To calculate the techum for a city, it is first necessary to determine the city boundary from which the 2000 cubits are to be measured. A city may be of any shape, but the boundary used for this purpose is always a rectangle - the smallest rectangle which can contain the entire city. If the city is rectangular or close to rectangular in shape, the rectangle used for measurement will follow the edges of the city. If the city has an irregular shape, the rectangle follows the cardinal directions. The measurement of 2000 cubits for a city's techum begins at the edge of this rectangle. However, if a city has a concave shape and the "edges" of the concave hollow are more than 4000 cubits apart, parts of the hollow located more than 2000 cubits from the city are not included in the techum rectangle.

Any house which is found within a distance of 70 cubits (~35 meters) from the city is considered part of the city. If a second house is located less than 70 cubits from the first house, then it too is considered part of the city. By this principle, a "city" can extend over a large area even if its buildings are quite distant from one another. This is on condition that the buildings are used for dwelling, not for storage or other purposes. Of course, the rectangle enclosing the city will include even more space.

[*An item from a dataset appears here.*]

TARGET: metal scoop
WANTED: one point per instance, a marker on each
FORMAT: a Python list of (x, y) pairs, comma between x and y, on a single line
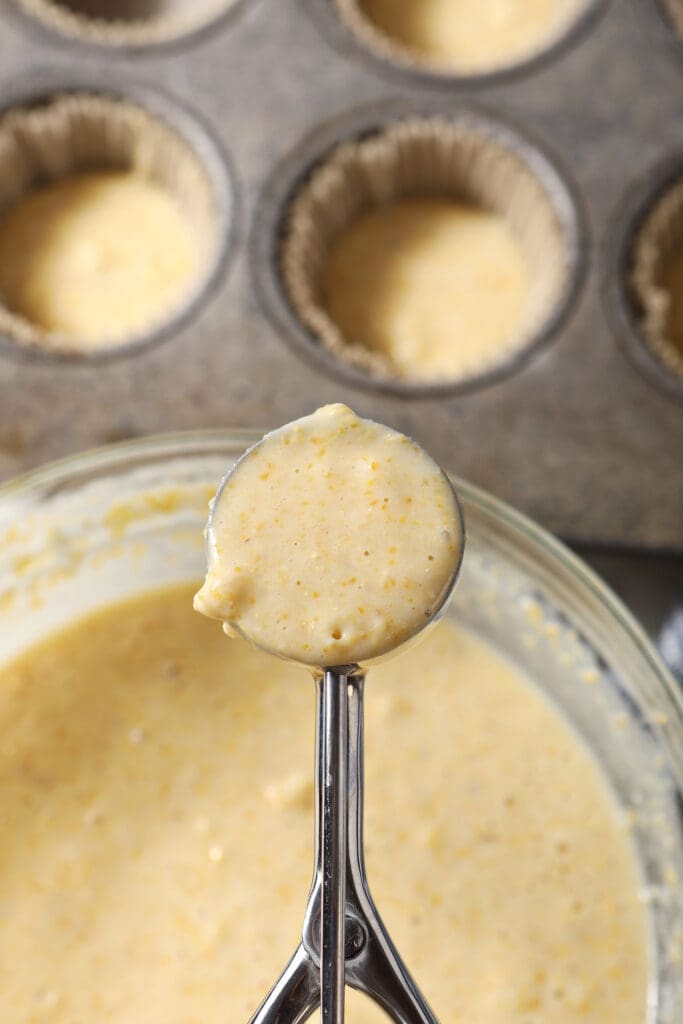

Two cities which have less than 141 cubits of open space between them are considered to be one city for the purposes of calculating techum.

When a group of nomadic people live in temporary buildings such as tents, their encampment is not considered a single settlement, and each individual measures 2000 cubits from his own dwelling. But if they built a fixed common structure such as a fence, they do count as a single settlement.

Since the travel limit is rectangular, one may travel 2,000 cubits parallel to the side of the rectangle, or about 2,800 cubits diagonally.

This summary of the laws is simplified and incomplete, and more details apply in practice.

==Other laws==
Rabbi Yehudai Gaon and R. Achai Gaon explain the verse (ibid.), "let every man abide in his place," as meaning that if he were uprooted from his place beyond the 2,000 cubits' Sabbath limit, either by a gentile or by an evil spirit, he is not permitted to move beyond four cubits of that place until the Sabbath has departed. Of these four cubits, R. Meir said that three cubits are for his body, and another cubit for him to stretch out his arms and his legs, while R. Yehuda says three cubits are for his body, and another cubit for him to retrieve an object from beneath his head and to place it beneath his feet, or vice versa.

It is prohibited to go out to the "Sabbath limit" and wait there until nightfall (until the Sabbath departs) in order to perform some labor there immediately after Shabbat, as this preparation violates a separate prohibition, of pursuing business affairs on Shabbat. However, if one's animal had strayed beyond the limit, he may stand at the "Sabbath limit" and call out to the animal, causing it to return on its own power.